Но при чем тут достоинства? И что общего в конце концов у любви с какими бы то ни было добродетелями и достоинствами, внутренними или внешними? Любовь могут пробуждать какие угодно черты самого разного и необычного свойства: мы готовы полюбить силу и слабость, красоту и уродство, веселость и меланхоличность, добрый нрав и озлобленность, робость и властность. И что в нас самих заставляет любить? Стоит задуматься об этом, и голова пойдет крутом — так все это сложно и непонятно. Собственная ли наша слабость говорит в нас, когда мы протягиваем руку слабому, или это проявление силы? И куда, в какую сторону способна завести нас эта сила, куда склонить? Может быть, мы любим лишь затем, чтобы получить любовь взамен, и тогда чувство наше, самое трепетное и нежное, есть лишь тайный холодный расчет скупца-ростовщика, тайный настолько, что и нам самим это неведомо? А может, любим мы из гордости, желая самоутвердиться? Или же нужно нам просто опереться на чью-то руку, все равно чью, схватить эту руку, теплую, человеческую руку, сжать ее в темноте на одеяле, и значит, любовь порождена страхом? И счастья ли жаждем мы в любви на самом деле или, наоборот, привлекает нас страдание, эта извечная примета и изнанка жизни? Не к страданию ли тянемся мы втайне всей душой, когда любим?

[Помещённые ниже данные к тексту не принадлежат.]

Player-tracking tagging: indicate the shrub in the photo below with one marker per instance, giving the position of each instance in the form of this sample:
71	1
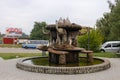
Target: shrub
91	41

О, если б только знать ответ, и тогда можно было бы освободиться!
Итак, мы опять вернулись к тому, с чего начали.
Но мы вели речь о Бу-Бьюле, несчастной некрасивой Бу-Бьюле, которую я любила неизвестно за какие заслуги. Но может быть, одной из причин полюбить ее было то, что я присутствовала при ее рождении. Сосновый чурбачок, клок пакли и лоскуты материи на моих глазах обрели форму, слились воедино и засияли вдруг блеском бытия, превратившись в Бу-Бьюлу. Шэдди, чье полное имя было Шэдрах, сидел на табуретке перед кухонным очагом, где шипели горшки и мясной жир, капая на угли, наполнял кухню аппетитным запахом, и темные руки негра ловко творили акт созидания. Поблескивание ножа, завивающаяся стружка, стук молотка и щелканье ножниц — все было радостью, восторгом и восхищением.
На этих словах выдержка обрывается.